Silver nanoparticles (AgNPs), in particular, are widely recognized as multifunctional tools in nanomedicine, drug delivery, and theranostics. They exert wide-spectrum antimicrobial and anti-tumor properties but their pharmacological effects are in a tight bond with the so-called "surface functionality." For example, negatively charged and spherical particles are proven less toxic than positively charged particles, especially irregularly shaped (e.g., rods, wires, etc.). Still, because of this, the former are less potent anti-cancer agents.
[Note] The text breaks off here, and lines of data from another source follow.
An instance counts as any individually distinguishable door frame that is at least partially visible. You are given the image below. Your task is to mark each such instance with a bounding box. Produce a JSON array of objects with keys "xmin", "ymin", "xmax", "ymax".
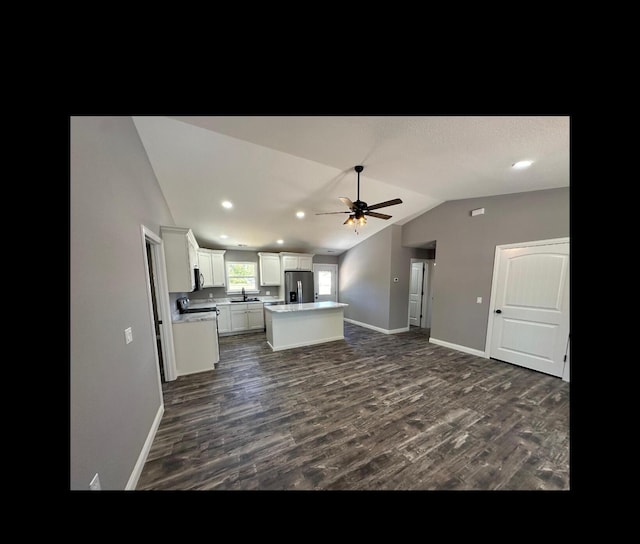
[
  {"xmin": 484, "ymin": 237, "xmax": 570, "ymax": 377},
  {"xmin": 408, "ymin": 259, "xmax": 428, "ymax": 328},
  {"xmin": 312, "ymin": 263, "xmax": 338, "ymax": 302},
  {"xmin": 141, "ymin": 225, "xmax": 177, "ymax": 383}
]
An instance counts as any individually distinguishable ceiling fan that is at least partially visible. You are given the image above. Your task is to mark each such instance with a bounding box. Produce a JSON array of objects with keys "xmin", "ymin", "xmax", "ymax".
[{"xmin": 316, "ymin": 165, "xmax": 403, "ymax": 227}]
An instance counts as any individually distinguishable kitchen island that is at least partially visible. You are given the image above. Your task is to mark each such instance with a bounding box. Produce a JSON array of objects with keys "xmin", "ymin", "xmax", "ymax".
[{"xmin": 264, "ymin": 301, "xmax": 349, "ymax": 351}]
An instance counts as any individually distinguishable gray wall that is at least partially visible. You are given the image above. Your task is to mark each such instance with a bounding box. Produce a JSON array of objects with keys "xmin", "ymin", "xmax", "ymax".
[
  {"xmin": 402, "ymin": 187, "xmax": 570, "ymax": 350},
  {"xmin": 313, "ymin": 254, "xmax": 339, "ymax": 265},
  {"xmin": 389, "ymin": 226, "xmax": 430, "ymax": 329},
  {"xmin": 70, "ymin": 117, "xmax": 175, "ymax": 490},
  {"xmin": 339, "ymin": 225, "xmax": 428, "ymax": 330}
]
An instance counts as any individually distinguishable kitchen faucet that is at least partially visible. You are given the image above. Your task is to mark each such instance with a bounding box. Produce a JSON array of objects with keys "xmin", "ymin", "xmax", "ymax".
[{"xmin": 242, "ymin": 287, "xmax": 246, "ymax": 301}]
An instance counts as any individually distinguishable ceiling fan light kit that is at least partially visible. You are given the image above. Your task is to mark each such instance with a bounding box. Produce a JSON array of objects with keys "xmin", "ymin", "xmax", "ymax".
[{"xmin": 316, "ymin": 165, "xmax": 403, "ymax": 233}]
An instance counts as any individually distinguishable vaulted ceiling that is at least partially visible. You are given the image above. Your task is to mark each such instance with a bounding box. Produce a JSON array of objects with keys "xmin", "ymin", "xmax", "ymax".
[{"xmin": 133, "ymin": 116, "xmax": 569, "ymax": 255}]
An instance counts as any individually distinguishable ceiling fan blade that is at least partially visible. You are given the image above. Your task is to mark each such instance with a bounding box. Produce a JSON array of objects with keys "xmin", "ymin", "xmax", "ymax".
[
  {"xmin": 365, "ymin": 211, "xmax": 392, "ymax": 220},
  {"xmin": 315, "ymin": 211, "xmax": 351, "ymax": 215},
  {"xmin": 366, "ymin": 198, "xmax": 403, "ymax": 211},
  {"xmin": 339, "ymin": 197, "xmax": 354, "ymax": 210}
]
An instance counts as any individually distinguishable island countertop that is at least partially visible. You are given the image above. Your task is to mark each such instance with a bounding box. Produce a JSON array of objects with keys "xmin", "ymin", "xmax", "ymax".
[{"xmin": 264, "ymin": 301, "xmax": 348, "ymax": 313}]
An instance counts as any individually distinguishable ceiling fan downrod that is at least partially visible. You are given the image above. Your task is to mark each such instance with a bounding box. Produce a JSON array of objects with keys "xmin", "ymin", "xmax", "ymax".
[{"xmin": 355, "ymin": 165, "xmax": 363, "ymax": 203}]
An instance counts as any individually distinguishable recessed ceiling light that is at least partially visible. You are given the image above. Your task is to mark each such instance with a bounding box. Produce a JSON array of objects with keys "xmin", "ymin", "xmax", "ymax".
[
  {"xmin": 220, "ymin": 234, "xmax": 228, "ymax": 239},
  {"xmin": 296, "ymin": 211, "xmax": 305, "ymax": 218},
  {"xmin": 277, "ymin": 239, "xmax": 284, "ymax": 244},
  {"xmin": 221, "ymin": 200, "xmax": 233, "ymax": 208},
  {"xmin": 512, "ymin": 160, "xmax": 533, "ymax": 169}
]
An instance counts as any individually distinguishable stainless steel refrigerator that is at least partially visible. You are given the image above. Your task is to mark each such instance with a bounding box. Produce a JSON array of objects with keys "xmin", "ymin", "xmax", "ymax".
[{"xmin": 284, "ymin": 270, "xmax": 315, "ymax": 303}]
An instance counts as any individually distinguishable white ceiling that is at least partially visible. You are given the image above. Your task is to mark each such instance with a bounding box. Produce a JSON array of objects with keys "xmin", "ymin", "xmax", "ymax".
[{"xmin": 132, "ymin": 116, "xmax": 569, "ymax": 255}]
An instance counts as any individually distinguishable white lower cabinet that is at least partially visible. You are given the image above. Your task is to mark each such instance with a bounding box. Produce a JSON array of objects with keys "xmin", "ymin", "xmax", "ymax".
[
  {"xmin": 172, "ymin": 319, "xmax": 219, "ymax": 376},
  {"xmin": 217, "ymin": 306, "xmax": 231, "ymax": 334},
  {"xmin": 248, "ymin": 306, "xmax": 264, "ymax": 329},
  {"xmin": 219, "ymin": 302, "xmax": 264, "ymax": 335},
  {"xmin": 230, "ymin": 304, "xmax": 249, "ymax": 331}
]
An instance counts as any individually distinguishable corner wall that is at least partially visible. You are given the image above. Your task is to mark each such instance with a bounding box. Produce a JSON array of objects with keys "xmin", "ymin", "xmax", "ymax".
[
  {"xmin": 70, "ymin": 116, "xmax": 175, "ymax": 489},
  {"xmin": 338, "ymin": 225, "xmax": 428, "ymax": 331},
  {"xmin": 402, "ymin": 187, "xmax": 569, "ymax": 351}
]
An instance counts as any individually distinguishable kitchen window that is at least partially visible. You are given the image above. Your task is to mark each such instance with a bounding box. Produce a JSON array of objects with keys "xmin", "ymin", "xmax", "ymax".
[{"xmin": 226, "ymin": 262, "xmax": 258, "ymax": 293}]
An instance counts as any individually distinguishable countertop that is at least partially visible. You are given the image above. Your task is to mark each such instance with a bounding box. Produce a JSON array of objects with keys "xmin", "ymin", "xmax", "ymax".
[
  {"xmin": 264, "ymin": 301, "xmax": 348, "ymax": 313},
  {"xmin": 194, "ymin": 296, "xmax": 285, "ymax": 306},
  {"xmin": 172, "ymin": 312, "xmax": 217, "ymax": 324}
]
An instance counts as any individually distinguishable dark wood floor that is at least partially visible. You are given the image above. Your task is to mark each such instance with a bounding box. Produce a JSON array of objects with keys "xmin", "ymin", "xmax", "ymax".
[{"xmin": 137, "ymin": 323, "xmax": 570, "ymax": 490}]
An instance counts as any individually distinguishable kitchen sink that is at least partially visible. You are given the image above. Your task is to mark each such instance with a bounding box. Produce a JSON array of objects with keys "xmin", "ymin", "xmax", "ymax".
[{"xmin": 230, "ymin": 298, "xmax": 261, "ymax": 303}]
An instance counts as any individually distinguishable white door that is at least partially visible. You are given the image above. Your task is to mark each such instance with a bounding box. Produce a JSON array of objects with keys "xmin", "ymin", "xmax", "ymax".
[
  {"xmin": 409, "ymin": 262, "xmax": 424, "ymax": 326},
  {"xmin": 313, "ymin": 264, "xmax": 338, "ymax": 302},
  {"xmin": 488, "ymin": 239, "xmax": 570, "ymax": 377}
]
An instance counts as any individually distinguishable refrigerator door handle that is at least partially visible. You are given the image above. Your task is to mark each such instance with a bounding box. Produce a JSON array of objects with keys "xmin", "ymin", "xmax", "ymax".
[{"xmin": 297, "ymin": 280, "xmax": 302, "ymax": 302}]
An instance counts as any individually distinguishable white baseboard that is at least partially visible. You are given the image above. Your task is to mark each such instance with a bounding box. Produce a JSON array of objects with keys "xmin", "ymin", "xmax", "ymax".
[
  {"xmin": 267, "ymin": 336, "xmax": 344, "ymax": 352},
  {"xmin": 428, "ymin": 337, "xmax": 487, "ymax": 358},
  {"xmin": 344, "ymin": 318, "xmax": 410, "ymax": 335},
  {"xmin": 126, "ymin": 403, "xmax": 164, "ymax": 490}
]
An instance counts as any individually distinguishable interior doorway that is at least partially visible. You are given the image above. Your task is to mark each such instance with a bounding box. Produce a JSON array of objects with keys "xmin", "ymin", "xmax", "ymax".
[
  {"xmin": 141, "ymin": 225, "xmax": 176, "ymax": 384},
  {"xmin": 146, "ymin": 242, "xmax": 164, "ymax": 381},
  {"xmin": 409, "ymin": 260, "xmax": 426, "ymax": 327}
]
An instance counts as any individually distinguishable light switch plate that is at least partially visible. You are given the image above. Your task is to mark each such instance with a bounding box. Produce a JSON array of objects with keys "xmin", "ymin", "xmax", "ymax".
[
  {"xmin": 124, "ymin": 327, "xmax": 133, "ymax": 344},
  {"xmin": 476, "ymin": 297, "xmax": 482, "ymax": 304}
]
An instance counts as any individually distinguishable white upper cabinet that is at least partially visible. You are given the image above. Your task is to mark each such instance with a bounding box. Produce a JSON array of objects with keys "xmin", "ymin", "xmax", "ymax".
[
  {"xmin": 198, "ymin": 249, "xmax": 226, "ymax": 288},
  {"xmin": 161, "ymin": 226, "xmax": 199, "ymax": 292},
  {"xmin": 197, "ymin": 249, "xmax": 214, "ymax": 288},
  {"xmin": 280, "ymin": 252, "xmax": 314, "ymax": 271},
  {"xmin": 258, "ymin": 252, "xmax": 281, "ymax": 285},
  {"xmin": 211, "ymin": 251, "xmax": 226, "ymax": 287}
]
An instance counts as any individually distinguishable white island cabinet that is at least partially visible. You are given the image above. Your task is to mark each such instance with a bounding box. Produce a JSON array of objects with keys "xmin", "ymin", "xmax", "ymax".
[{"xmin": 264, "ymin": 301, "xmax": 348, "ymax": 351}]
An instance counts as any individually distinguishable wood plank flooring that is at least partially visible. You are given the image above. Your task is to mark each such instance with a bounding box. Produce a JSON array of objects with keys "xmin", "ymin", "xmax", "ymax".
[{"xmin": 137, "ymin": 323, "xmax": 570, "ymax": 490}]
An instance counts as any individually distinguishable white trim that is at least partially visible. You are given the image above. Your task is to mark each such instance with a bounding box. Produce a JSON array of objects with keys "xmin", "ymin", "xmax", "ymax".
[
  {"xmin": 267, "ymin": 335, "xmax": 344, "ymax": 351},
  {"xmin": 429, "ymin": 337, "xmax": 487, "ymax": 358},
  {"xmin": 176, "ymin": 366, "xmax": 216, "ymax": 377},
  {"xmin": 344, "ymin": 318, "xmax": 410, "ymax": 335},
  {"xmin": 483, "ymin": 236, "xmax": 570, "ymax": 357},
  {"xmin": 141, "ymin": 225, "xmax": 177, "ymax": 382},
  {"xmin": 125, "ymin": 404, "xmax": 164, "ymax": 490}
]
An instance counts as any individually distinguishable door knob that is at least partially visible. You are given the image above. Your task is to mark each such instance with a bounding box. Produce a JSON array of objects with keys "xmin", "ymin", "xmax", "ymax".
[{"xmin": 495, "ymin": 309, "xmax": 502, "ymax": 314}]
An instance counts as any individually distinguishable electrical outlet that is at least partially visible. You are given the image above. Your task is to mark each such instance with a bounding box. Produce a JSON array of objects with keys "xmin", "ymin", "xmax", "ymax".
[
  {"xmin": 476, "ymin": 297, "xmax": 482, "ymax": 304},
  {"xmin": 90, "ymin": 473, "xmax": 101, "ymax": 490},
  {"xmin": 266, "ymin": 291, "xmax": 270, "ymax": 295},
  {"xmin": 124, "ymin": 327, "xmax": 133, "ymax": 344}
]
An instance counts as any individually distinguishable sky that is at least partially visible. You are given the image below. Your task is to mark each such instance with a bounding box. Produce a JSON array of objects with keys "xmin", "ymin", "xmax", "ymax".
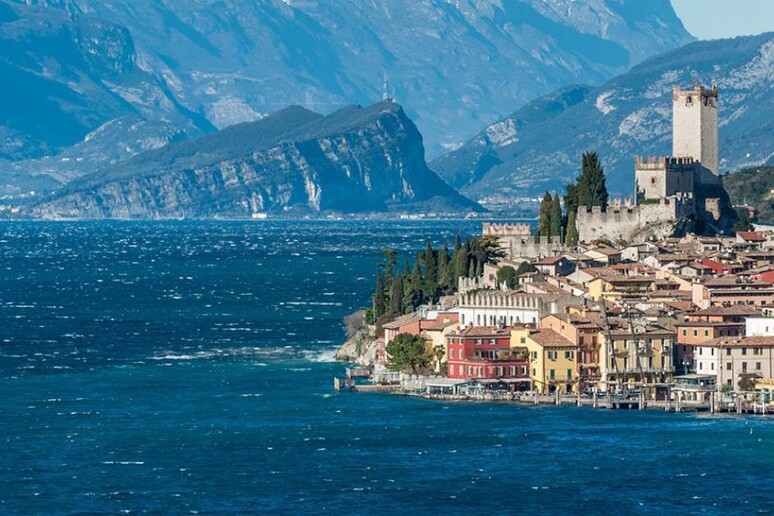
[{"xmin": 671, "ymin": 0, "xmax": 774, "ymax": 40}]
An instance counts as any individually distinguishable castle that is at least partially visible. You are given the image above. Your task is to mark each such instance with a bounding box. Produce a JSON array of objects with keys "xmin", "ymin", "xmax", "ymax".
[
  {"xmin": 577, "ymin": 84, "xmax": 723, "ymax": 243},
  {"xmin": 482, "ymin": 222, "xmax": 563, "ymax": 259}
]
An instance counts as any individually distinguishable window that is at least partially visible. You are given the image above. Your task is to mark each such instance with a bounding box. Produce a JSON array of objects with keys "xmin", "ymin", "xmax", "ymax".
[
  {"xmin": 489, "ymin": 338, "xmax": 496, "ymax": 345},
  {"xmin": 509, "ymin": 366, "xmax": 516, "ymax": 376},
  {"xmin": 742, "ymin": 348, "xmax": 747, "ymax": 355},
  {"xmin": 726, "ymin": 348, "xmax": 732, "ymax": 356},
  {"xmin": 531, "ymin": 351, "xmax": 537, "ymax": 360},
  {"xmin": 532, "ymin": 368, "xmax": 537, "ymax": 377},
  {"xmin": 742, "ymin": 362, "xmax": 748, "ymax": 373},
  {"xmin": 548, "ymin": 351, "xmax": 557, "ymax": 360},
  {"xmin": 449, "ymin": 365, "xmax": 454, "ymax": 375},
  {"xmin": 565, "ymin": 351, "xmax": 575, "ymax": 360},
  {"xmin": 475, "ymin": 339, "xmax": 482, "ymax": 346},
  {"xmin": 520, "ymin": 337, "xmax": 526, "ymax": 344},
  {"xmin": 467, "ymin": 366, "xmax": 473, "ymax": 375},
  {"xmin": 699, "ymin": 348, "xmax": 703, "ymax": 356},
  {"xmin": 550, "ymin": 369, "xmax": 556, "ymax": 380},
  {"xmin": 682, "ymin": 329, "xmax": 687, "ymax": 336},
  {"xmin": 754, "ymin": 347, "xmax": 762, "ymax": 355},
  {"xmin": 693, "ymin": 330, "xmax": 698, "ymax": 337},
  {"xmin": 699, "ymin": 362, "xmax": 703, "ymax": 371},
  {"xmin": 497, "ymin": 366, "xmax": 503, "ymax": 376},
  {"xmin": 756, "ymin": 362, "xmax": 762, "ymax": 370},
  {"xmin": 726, "ymin": 362, "xmax": 732, "ymax": 371},
  {"xmin": 567, "ymin": 369, "xmax": 572, "ymax": 379},
  {"xmin": 704, "ymin": 330, "xmax": 709, "ymax": 337},
  {"xmin": 520, "ymin": 366, "xmax": 527, "ymax": 376},
  {"xmin": 449, "ymin": 349, "xmax": 455, "ymax": 359},
  {"xmin": 711, "ymin": 348, "xmax": 715, "ymax": 356}
]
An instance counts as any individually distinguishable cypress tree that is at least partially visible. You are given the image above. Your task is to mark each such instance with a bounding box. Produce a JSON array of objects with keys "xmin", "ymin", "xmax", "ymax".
[
  {"xmin": 565, "ymin": 209, "xmax": 579, "ymax": 247},
  {"xmin": 577, "ymin": 151, "xmax": 609, "ymax": 209},
  {"xmin": 389, "ymin": 272, "xmax": 404, "ymax": 315},
  {"xmin": 454, "ymin": 234, "xmax": 462, "ymax": 253},
  {"xmin": 424, "ymin": 240, "xmax": 437, "ymax": 289},
  {"xmin": 550, "ymin": 193, "xmax": 562, "ymax": 238},
  {"xmin": 468, "ymin": 260, "xmax": 476, "ymax": 278},
  {"xmin": 373, "ymin": 272, "xmax": 386, "ymax": 319},
  {"xmin": 438, "ymin": 242, "xmax": 451, "ymax": 291},
  {"xmin": 538, "ymin": 191, "xmax": 552, "ymax": 237}
]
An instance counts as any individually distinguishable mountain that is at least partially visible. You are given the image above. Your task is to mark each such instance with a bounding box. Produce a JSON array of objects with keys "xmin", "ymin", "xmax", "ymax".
[
  {"xmin": 30, "ymin": 102, "xmax": 481, "ymax": 219},
  {"xmin": 0, "ymin": 1, "xmax": 211, "ymax": 194},
  {"xmin": 3, "ymin": 0, "xmax": 692, "ymax": 166},
  {"xmin": 724, "ymin": 166, "xmax": 774, "ymax": 224},
  {"xmin": 432, "ymin": 33, "xmax": 774, "ymax": 200}
]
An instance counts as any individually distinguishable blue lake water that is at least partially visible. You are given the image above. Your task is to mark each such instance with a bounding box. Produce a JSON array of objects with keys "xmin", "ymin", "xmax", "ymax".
[{"xmin": 1, "ymin": 220, "xmax": 773, "ymax": 514}]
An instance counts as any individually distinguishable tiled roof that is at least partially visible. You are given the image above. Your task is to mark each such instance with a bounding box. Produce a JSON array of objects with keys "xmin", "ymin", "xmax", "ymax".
[{"xmin": 528, "ymin": 328, "xmax": 576, "ymax": 348}]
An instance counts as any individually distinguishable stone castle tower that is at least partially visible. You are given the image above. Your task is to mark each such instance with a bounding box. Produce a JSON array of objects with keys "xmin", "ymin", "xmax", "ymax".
[{"xmin": 672, "ymin": 85, "xmax": 719, "ymax": 184}]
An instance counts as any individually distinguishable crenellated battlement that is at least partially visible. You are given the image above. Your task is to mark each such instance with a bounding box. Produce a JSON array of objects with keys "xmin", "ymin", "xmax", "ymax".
[
  {"xmin": 482, "ymin": 222, "xmax": 532, "ymax": 237},
  {"xmin": 635, "ymin": 156, "xmax": 696, "ymax": 170},
  {"xmin": 673, "ymin": 84, "xmax": 718, "ymax": 108}
]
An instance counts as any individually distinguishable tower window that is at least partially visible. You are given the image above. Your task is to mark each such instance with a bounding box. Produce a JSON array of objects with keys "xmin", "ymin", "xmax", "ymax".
[
  {"xmin": 651, "ymin": 178, "xmax": 656, "ymax": 185},
  {"xmin": 686, "ymin": 96, "xmax": 692, "ymax": 104}
]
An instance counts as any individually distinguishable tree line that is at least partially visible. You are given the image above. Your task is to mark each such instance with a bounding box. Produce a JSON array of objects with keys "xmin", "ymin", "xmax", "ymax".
[
  {"xmin": 537, "ymin": 150, "xmax": 609, "ymax": 246},
  {"xmin": 369, "ymin": 235, "xmax": 505, "ymax": 325}
]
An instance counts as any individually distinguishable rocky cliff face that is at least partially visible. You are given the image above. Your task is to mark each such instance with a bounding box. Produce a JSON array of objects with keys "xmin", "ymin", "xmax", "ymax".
[
  {"xmin": 2, "ymin": 0, "xmax": 692, "ymax": 195},
  {"xmin": 31, "ymin": 102, "xmax": 480, "ymax": 218},
  {"xmin": 432, "ymin": 33, "xmax": 774, "ymax": 200}
]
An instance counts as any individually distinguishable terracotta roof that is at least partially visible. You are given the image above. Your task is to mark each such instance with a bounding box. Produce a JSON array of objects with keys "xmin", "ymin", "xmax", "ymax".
[
  {"xmin": 454, "ymin": 326, "xmax": 511, "ymax": 338},
  {"xmin": 382, "ymin": 312, "xmax": 421, "ymax": 329},
  {"xmin": 534, "ymin": 255, "xmax": 564, "ymax": 265},
  {"xmin": 693, "ymin": 305, "xmax": 762, "ymax": 317},
  {"xmin": 737, "ymin": 231, "xmax": 767, "ymax": 242},
  {"xmin": 702, "ymin": 336, "xmax": 774, "ymax": 347},
  {"xmin": 528, "ymin": 328, "xmax": 576, "ymax": 348}
]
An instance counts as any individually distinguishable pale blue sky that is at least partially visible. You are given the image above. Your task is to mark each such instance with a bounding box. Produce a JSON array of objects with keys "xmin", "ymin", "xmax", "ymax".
[{"xmin": 672, "ymin": 0, "xmax": 774, "ymax": 39}]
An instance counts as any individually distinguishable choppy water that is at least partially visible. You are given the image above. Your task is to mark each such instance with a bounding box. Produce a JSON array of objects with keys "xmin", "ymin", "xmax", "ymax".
[{"xmin": 1, "ymin": 221, "xmax": 772, "ymax": 513}]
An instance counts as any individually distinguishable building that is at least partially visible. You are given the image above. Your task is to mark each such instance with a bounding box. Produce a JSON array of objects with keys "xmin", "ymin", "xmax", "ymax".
[
  {"xmin": 452, "ymin": 290, "xmax": 580, "ymax": 328},
  {"xmin": 575, "ymin": 84, "xmax": 722, "ymax": 243},
  {"xmin": 691, "ymin": 276, "xmax": 774, "ymax": 309},
  {"xmin": 511, "ymin": 327, "xmax": 579, "ymax": 394},
  {"xmin": 600, "ymin": 326, "xmax": 675, "ymax": 396},
  {"xmin": 540, "ymin": 313, "xmax": 602, "ymax": 386},
  {"xmin": 695, "ymin": 336, "xmax": 774, "ymax": 389},
  {"xmin": 672, "ymin": 84, "xmax": 719, "ymax": 183},
  {"xmin": 446, "ymin": 326, "xmax": 529, "ymax": 386}
]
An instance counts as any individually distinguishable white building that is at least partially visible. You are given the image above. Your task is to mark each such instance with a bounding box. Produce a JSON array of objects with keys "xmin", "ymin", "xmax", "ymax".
[
  {"xmin": 745, "ymin": 317, "xmax": 774, "ymax": 336},
  {"xmin": 451, "ymin": 291, "xmax": 579, "ymax": 328},
  {"xmin": 695, "ymin": 336, "xmax": 774, "ymax": 389}
]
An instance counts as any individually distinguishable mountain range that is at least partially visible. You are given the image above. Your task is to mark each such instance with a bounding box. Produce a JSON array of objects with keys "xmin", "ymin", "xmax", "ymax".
[
  {"xmin": 31, "ymin": 101, "xmax": 480, "ymax": 218},
  {"xmin": 0, "ymin": 0, "xmax": 693, "ymax": 196},
  {"xmin": 432, "ymin": 32, "xmax": 774, "ymax": 200}
]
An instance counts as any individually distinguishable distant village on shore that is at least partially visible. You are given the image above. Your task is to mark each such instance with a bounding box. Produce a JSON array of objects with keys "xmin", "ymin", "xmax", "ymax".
[{"xmin": 336, "ymin": 84, "xmax": 774, "ymax": 414}]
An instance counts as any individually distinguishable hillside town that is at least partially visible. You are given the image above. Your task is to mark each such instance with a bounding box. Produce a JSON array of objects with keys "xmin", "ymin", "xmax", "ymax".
[{"xmin": 337, "ymin": 84, "xmax": 774, "ymax": 413}]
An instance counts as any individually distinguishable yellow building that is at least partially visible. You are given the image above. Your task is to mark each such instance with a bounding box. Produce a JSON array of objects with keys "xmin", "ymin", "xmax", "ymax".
[{"xmin": 511, "ymin": 327, "xmax": 578, "ymax": 394}]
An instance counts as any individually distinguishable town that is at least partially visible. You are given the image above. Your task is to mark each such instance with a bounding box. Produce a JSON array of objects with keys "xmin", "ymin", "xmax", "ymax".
[{"xmin": 336, "ymin": 84, "xmax": 774, "ymax": 414}]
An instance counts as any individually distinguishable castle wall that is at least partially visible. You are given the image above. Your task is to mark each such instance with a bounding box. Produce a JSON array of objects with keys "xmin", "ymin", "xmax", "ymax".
[
  {"xmin": 576, "ymin": 199, "xmax": 681, "ymax": 243},
  {"xmin": 499, "ymin": 235, "xmax": 565, "ymax": 260}
]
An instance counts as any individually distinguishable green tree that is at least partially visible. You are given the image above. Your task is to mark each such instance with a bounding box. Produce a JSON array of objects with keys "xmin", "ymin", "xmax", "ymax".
[
  {"xmin": 565, "ymin": 209, "xmax": 579, "ymax": 246},
  {"xmin": 733, "ymin": 207, "xmax": 754, "ymax": 232},
  {"xmin": 389, "ymin": 272, "xmax": 404, "ymax": 315},
  {"xmin": 381, "ymin": 249, "xmax": 398, "ymax": 293},
  {"xmin": 496, "ymin": 266, "xmax": 518, "ymax": 289},
  {"xmin": 454, "ymin": 234, "xmax": 462, "ymax": 253},
  {"xmin": 438, "ymin": 242, "xmax": 452, "ymax": 291},
  {"xmin": 471, "ymin": 236, "xmax": 505, "ymax": 266},
  {"xmin": 538, "ymin": 191, "xmax": 552, "ymax": 236},
  {"xmin": 550, "ymin": 193, "xmax": 562, "ymax": 238},
  {"xmin": 424, "ymin": 240, "xmax": 438, "ymax": 291},
  {"xmin": 577, "ymin": 151, "xmax": 609, "ymax": 209},
  {"xmin": 386, "ymin": 333, "xmax": 431, "ymax": 374},
  {"xmin": 373, "ymin": 272, "xmax": 386, "ymax": 319},
  {"xmin": 453, "ymin": 240, "xmax": 469, "ymax": 280}
]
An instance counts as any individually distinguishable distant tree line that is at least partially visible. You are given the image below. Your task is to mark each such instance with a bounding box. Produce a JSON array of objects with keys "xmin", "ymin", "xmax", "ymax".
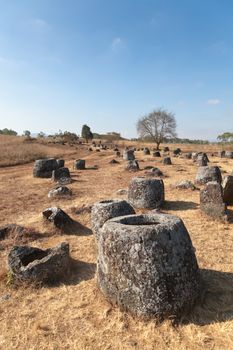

Contemporary pharmaceutical development relies very much on eco-friendly technologies (often referred to as "green" technologies) that avoid the use of toxic solvents and reagents. This research has implemented one such method based on Camellia sinensis (green tea leaves) as a natural reducer of silver ions.

To achieve enhanced antimicrobial and anti-tumor activity, the thus obtained AgNPs were further conjugated to chlorhexidine (Cx+)—a broad-spectrum antimicrobial agent and a cationic surfactant. Indeed, the AgNP-Cx+ complexes have shown highly increased antimicrobial properties, about 18-fold stronger anti-melanoma activity, and 3 times better tumor selectivity compared to the non-functionalized AgNPs.

The most valuable outcome of this new , published in the journal Pharmacia, was the establishment of an adhesive patch prototype as a topical dosage form for the AgNP-Cx+ complex.

The used polymers, Hydroxypropyl methylcellulose and Eudragit RS, demonstrated a lack of negative interference with the antiproliferative action of the active agent but also ensured twice as high activity and even better selectivity against the tumor cells.